ウィメンズであれメンズであれ、ファッション界でもっともスマートかつ独創的な2人が互いに刺激し合うと、一体どんなクリエーションが生まれるのだろう? そしてミウッチャにとって、ラフとタッグを組む価値とはなんだろうか? おそらく彼女の答えははっきりしている。楽しいことができることが、純粋に嬉しいのだ。彼女は、この自身にとっての「楽しいこと」を、かつて『System』誌のインタビューでこう定義している。
「ファッションのあり方の裾野を広げると同時に、楽しいことに挑戦すること。私の考えでは、本当に良い仕事ができている時にこそ楽しさを感じるのであって、その楽しさというのは、自分ひとりではなく他の人と一緒にやってこそのものだと思うわ」
2人がブレインストーミングして紡ぎ出されるクリエイティビティは、プラダという世界トップクラスのブランドで、今にも爆発しそうな勢いだ。同記事には、ラフによるミウッチャ評も掲載されている。

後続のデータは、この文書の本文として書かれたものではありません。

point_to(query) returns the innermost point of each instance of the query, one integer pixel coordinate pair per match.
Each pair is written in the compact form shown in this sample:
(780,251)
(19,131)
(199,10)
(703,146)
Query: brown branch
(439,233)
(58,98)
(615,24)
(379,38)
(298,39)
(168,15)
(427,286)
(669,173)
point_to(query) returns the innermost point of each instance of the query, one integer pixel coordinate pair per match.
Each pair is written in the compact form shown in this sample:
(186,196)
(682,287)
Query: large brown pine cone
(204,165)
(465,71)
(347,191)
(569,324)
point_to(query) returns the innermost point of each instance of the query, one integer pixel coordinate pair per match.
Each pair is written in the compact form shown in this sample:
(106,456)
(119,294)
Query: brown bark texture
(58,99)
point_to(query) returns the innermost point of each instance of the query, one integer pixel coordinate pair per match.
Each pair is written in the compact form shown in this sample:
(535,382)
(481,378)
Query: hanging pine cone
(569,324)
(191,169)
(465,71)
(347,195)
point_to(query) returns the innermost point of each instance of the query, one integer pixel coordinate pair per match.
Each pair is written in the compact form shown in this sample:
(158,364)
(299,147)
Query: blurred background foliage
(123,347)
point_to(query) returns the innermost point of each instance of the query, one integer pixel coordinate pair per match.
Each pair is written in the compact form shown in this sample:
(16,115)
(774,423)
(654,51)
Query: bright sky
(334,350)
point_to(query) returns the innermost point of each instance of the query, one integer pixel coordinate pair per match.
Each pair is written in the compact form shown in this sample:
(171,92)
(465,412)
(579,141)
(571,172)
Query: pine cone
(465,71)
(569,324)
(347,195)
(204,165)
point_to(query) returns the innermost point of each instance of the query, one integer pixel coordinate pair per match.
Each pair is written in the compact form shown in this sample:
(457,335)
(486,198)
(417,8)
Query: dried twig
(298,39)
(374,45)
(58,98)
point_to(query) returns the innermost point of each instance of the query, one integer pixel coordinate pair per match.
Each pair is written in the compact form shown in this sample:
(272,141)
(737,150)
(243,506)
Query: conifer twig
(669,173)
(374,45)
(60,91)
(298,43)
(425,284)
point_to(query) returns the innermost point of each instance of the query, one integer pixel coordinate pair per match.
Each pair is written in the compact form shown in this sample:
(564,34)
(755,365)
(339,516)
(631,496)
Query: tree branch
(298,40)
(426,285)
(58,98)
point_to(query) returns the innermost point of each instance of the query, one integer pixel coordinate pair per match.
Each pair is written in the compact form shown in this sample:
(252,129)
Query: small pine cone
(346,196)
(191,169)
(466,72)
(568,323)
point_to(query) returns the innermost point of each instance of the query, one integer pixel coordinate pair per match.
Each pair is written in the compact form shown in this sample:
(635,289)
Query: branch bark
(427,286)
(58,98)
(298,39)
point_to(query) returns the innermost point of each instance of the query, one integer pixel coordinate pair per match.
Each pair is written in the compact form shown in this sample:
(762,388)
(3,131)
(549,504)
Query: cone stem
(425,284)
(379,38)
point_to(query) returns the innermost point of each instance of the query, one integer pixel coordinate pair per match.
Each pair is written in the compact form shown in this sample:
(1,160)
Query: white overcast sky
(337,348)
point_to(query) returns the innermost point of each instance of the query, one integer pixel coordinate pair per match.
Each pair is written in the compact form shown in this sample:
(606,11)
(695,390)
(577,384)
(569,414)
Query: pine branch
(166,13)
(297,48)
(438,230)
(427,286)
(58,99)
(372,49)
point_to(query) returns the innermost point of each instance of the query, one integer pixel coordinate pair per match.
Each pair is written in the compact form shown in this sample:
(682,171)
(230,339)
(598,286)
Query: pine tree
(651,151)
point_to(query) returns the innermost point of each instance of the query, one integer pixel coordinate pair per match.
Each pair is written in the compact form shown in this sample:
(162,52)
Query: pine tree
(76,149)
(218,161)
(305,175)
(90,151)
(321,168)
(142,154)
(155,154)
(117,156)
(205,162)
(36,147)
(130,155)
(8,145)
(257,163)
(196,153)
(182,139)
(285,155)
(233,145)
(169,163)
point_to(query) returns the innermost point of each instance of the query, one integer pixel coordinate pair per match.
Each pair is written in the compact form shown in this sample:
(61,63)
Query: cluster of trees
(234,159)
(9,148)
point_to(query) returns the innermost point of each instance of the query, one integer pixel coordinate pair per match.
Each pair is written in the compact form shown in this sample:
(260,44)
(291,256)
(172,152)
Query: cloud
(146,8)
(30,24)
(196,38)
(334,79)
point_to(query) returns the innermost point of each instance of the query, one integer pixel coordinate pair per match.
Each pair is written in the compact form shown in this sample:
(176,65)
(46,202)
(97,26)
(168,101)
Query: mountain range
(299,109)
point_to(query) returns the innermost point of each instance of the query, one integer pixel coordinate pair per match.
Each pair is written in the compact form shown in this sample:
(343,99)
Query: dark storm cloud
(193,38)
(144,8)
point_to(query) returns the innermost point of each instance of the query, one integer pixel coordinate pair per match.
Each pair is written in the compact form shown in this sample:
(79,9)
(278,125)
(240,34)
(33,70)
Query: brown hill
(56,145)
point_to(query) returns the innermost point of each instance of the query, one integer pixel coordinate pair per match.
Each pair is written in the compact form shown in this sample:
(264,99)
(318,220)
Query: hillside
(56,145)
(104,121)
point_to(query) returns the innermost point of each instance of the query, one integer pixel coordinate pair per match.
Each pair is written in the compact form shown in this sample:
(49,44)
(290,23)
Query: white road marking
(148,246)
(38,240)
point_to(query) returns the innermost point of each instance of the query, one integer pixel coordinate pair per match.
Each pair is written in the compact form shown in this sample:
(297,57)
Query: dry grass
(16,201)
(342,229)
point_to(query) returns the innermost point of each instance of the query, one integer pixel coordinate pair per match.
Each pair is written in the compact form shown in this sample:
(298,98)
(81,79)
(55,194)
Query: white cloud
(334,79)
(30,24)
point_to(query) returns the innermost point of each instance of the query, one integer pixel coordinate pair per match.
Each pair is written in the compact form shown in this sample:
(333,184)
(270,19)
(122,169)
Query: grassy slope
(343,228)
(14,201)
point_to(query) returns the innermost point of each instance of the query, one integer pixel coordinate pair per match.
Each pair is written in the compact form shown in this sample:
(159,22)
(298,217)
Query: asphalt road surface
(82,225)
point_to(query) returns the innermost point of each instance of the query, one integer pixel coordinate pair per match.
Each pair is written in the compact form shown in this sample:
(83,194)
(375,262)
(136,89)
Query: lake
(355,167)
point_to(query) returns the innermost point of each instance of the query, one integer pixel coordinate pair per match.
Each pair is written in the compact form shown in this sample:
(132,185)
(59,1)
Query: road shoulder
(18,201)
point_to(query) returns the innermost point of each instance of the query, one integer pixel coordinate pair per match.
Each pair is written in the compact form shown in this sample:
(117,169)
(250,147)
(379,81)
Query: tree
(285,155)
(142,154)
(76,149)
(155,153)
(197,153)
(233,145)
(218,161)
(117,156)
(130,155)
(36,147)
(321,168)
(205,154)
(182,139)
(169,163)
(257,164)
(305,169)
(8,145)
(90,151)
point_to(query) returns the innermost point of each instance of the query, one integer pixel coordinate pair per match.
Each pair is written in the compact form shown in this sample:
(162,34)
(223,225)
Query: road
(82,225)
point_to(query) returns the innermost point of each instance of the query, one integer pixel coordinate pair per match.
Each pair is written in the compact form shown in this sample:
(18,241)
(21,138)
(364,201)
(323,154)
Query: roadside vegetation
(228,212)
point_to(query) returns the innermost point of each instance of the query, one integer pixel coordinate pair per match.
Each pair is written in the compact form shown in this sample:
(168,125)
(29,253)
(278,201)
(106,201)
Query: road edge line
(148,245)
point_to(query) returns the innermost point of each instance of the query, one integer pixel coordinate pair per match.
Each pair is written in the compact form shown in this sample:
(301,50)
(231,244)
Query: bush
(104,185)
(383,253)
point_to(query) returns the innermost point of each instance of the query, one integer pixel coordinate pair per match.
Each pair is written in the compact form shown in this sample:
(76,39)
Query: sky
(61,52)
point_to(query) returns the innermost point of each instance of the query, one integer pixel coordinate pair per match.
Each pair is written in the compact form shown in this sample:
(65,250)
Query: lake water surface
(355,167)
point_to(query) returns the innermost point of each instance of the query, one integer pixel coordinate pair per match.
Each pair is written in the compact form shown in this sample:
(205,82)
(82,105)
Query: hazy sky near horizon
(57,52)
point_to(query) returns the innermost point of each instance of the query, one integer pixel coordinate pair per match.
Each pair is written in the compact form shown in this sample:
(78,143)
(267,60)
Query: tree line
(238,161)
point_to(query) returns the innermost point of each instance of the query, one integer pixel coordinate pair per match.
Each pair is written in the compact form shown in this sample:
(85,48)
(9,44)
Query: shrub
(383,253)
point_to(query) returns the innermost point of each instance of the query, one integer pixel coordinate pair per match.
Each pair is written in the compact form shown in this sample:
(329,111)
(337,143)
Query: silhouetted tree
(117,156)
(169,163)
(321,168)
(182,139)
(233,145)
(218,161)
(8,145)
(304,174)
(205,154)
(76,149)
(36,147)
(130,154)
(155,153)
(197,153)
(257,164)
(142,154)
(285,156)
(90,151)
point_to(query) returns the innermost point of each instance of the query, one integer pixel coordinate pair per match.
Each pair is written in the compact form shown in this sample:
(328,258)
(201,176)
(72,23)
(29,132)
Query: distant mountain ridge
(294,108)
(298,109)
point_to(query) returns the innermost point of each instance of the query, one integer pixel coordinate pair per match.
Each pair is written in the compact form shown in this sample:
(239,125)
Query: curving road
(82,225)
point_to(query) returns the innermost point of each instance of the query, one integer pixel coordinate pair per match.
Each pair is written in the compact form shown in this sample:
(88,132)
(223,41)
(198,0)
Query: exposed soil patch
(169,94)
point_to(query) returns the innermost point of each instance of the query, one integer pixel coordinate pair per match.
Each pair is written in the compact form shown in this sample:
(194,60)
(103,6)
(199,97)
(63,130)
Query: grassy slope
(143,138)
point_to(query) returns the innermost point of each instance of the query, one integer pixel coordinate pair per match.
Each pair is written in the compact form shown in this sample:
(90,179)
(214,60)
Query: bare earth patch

「どの観点から見ても、ミウッチャにはとても明確なビジョンがあることがわかる。彼女の考え方、世界の見方、芸術の見方、それに政治的意見までもが伝わってくるんだ。そして彼女は、たった1人で、それらを組み上げて本当に大きなものをつくり、多くの人々と共有している。それはすさまじいこと。心からリスペクトしているよ」
2017年春夏プラダのメンズコレクションに姿を見せたラフ・シモンズ(右)。Photo: Vittorio Zunino Celotto/Getty Images for Prada
2人は少なくとも2005年から交流がある旧友だ。きっかけは、ラフをクリエイティブディレクターとして雇ったジル・サンダー(JIL SANDER)が、当時プラダグループ傘下だったことだ。それが彼にとって、初めてウィメンズラインをデザインする機会となった。
1995年以来、ベルギーのファッション業界と10代のサブカルチャースタイルを率いる存在となっていたラフは、ジル・サンダーで過ごした7年間で極めて重要な成功を収め、それが大手ブランドでのクリエイティブディレクターとしてのキャリアにつながった。彼は2012年から2015年の3年間、クリスチャン ディオール(CHRISTIAN DIOR)に所属し、2016年から2018年にかけて、カルバン クライン(CALVIN KLEIN)のリブランディングを率いた。もちろんその間、彼が自身の名を冠したブランドを止めることはなかった。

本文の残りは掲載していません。